Ah, I found the problem. If there are two elements equal to the pivot and they are next to each other, i and j get stuck. I can either decrement j and increment i after the swap or use do while loops and have i and j start outside the bounds of the range being partitioned. I like the former more.

template<typename T>
int Vector<T>::HoarePartition(int start, int end)
{
  T pivot = mData[start];
  int i = start;
  int j = end;
  while (true) {
    while (mData[j] > pivot) {
      --j;
    }
    while (pivot > mData[i]) {
      ++i;
    }
    if (j <= i) {
      return j;
    }
    Swap(i, j);
    --j;
    ++i;
  }
}

This new partition function doesn't run indefinitely, however, I am ending up with an unsorted array. I first encountered a problem when testing the 1 million element sort. I tried creating a few test arrays to see if I could create the problem with a smaller array. After cutting things away, I ended up getting a small array that doesn't sort using my implementation of the HoarePartition.

// Before Sort
4, 4, 3, 3, 2, 2, 1, 1, 0, 0
// After Sort
0, 0, 1, 2, 2, 3, 3, 1, 4, 4

I am going to run my algorithm by hand to see where the problem happens.

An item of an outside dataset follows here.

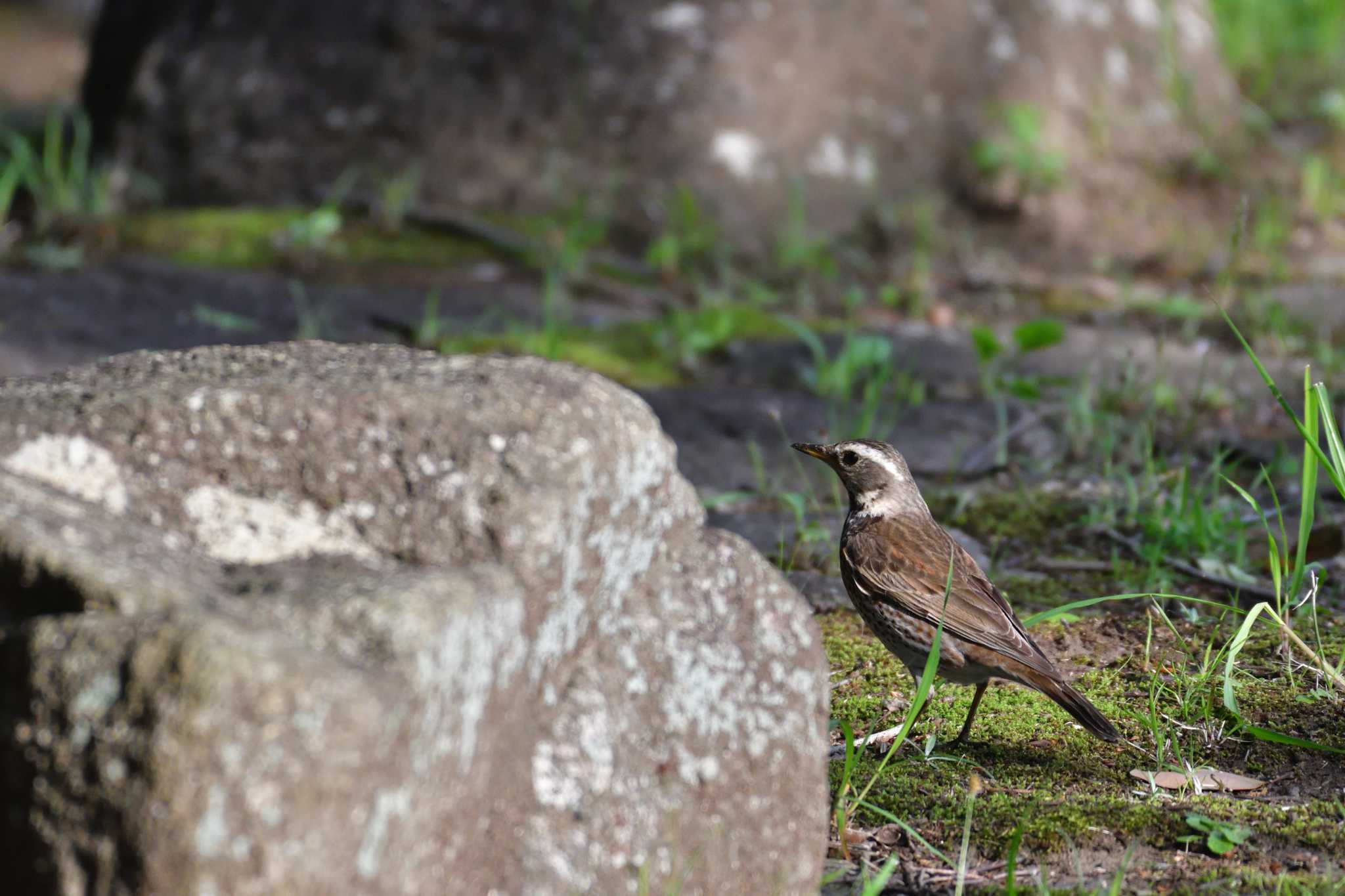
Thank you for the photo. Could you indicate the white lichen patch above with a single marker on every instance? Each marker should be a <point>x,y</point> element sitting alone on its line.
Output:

So I found the problem, but I am not exactly sure what to do about it. The issue is the pivot index returned from the partition. The pivot is not in its final position. One solution to this is to change the quicksort function.

template<typename T>
void Vector<T>::Quicksort(int start, int end)
{
  if (end <= start) {
    return;
  }
  int pivot = HoarePartition(start, end);
  Quicksort(start, pivot);
  Quicksort(pivot + 1, end);
}

The change here is the lack of a pivot - 1. This guarantees that the out-of-order pivot will still be sorted. Even though it works, it feels like this is "breaking a rule" in some way. I tried returning i as the pivot too. That works for my simple cases, but not the large sorts.

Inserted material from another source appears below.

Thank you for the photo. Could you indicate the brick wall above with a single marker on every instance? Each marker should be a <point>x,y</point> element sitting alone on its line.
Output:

I think I figured out what happened. I think I was swapping with elements outside of the Vector because I was not checking whether the incrementer passed the upper bound of the range being sorted. Even though it's outside of the vector, the memory is still allocated because I am indexing directly into the mData array in my sort function. This means my Vector's operator[] bounds checking are skipped.

Ok. I think I now have a working quicksort using Hoare partitioning. Here is the next version of the partition function.

template<typename T>
int Vector<T>::HoarePartition(int start, int end)
{
  const T& pivot = mData[start];
  int i = start + 1;
  int j = end;
  while (true) {
    while (mData[j] > pivot) {
      --j;
    }
    while (pivot > mData[i] && i <= end) {
      ++i;
    }
    if (j < i) {
      Swap(start, j);
      return j;
    }
    Swap(i, j);
    --j;
    ++i;
  }
}

The important detail here is that i now starts at start + 1 and a swap is performed Swap(start, j) before exiting the partitioning function. This guarantees that the pivot will be surrounded by elements <= on the left and >= on the right. This was the primary reason my stress sorts were breaking. With that covered, here are some times for sorting 1000000 (1mil) integers.

sortRandomArray: 74.48ms
sortSortedArray: 23.01s

That's about 1.44 times faster for the random array and twice as fast for the sorted array. Btw, the run on the sorted array did not use the heuristic that I used to dramatically improve the amount of time it took to run quicksort with the Lomuto partition. I am going to add that same heuristic (choose the element in the middle of the array as the pivot) for the Hoare partition.

template<typename T>
int Vector<T>::HoarePartition(int start, int end)
{
  Swap(start, start + (end - start) / 2);
  //...
}

Let's see the new averages.

sortRandomArray: 74.26ms
sortSortedArray: 23.12ms

It seems like sortRandomArray hasn't been affected whatsoever. sortSortedArray, on the other hand, has undergone a massive improvement. 23 seconds to 23 milliseconds. Actually 1000 times faster.

Cool, I now have a sort that's fast enough until it isn't. Moving on'.